POWER MINISTRY PANEL TO EVALUATE OUTPUT OF IMPORTED GEAR


Amid continuing debate over imposing higher duty on overseas gear, the power ministry is believed to be in the process of collecting information to evaluate the performance of Chinese and other imported equipment that are being used at various power plants. Many power projects are running on overseas equipment and some of the developers have placed big orders, especially with Chinese companies, for upcoming plants. A panel set up by the power ministry is collecting data on imported equipment, especially from China, that are being used at different power plants.
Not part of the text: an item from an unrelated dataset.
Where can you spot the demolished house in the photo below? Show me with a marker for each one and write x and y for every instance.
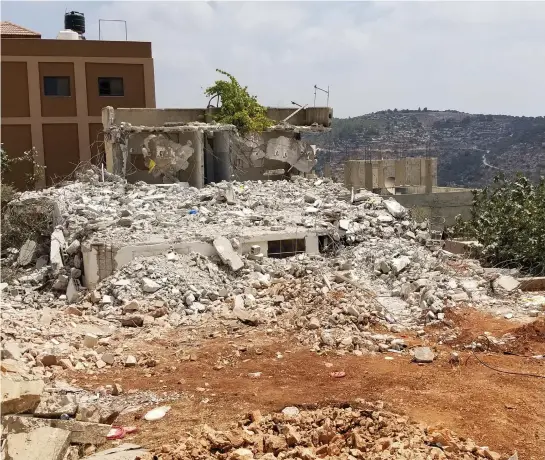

After collating the necessary information, the performance of overseas gears would be evaluated, sources said. Even though the panel was set up last year, not much headway was made in the absence of necessary information, they added. According to sources, in recent months, power project developers have started providing requisite data and the evaluation process is expected to be completed in a couple of months. A significant percentage of power generation plants in the country are running on imported equipment. Going by the estimates, Indian entities have placed orders for more than 40,000 mw of overseas power equipment and most of them are to come from Chinese firms. To provide a level playing field for domestic equipment manufacturers, such as Bharat Heavy Electricals Ltd ( Bhel) and L&T against cheap Chinese imports, the government is planning to slap higher duty on overseas gear. A final decision on the issue is yet to be taken but the quantum of hike could be as much as 19%.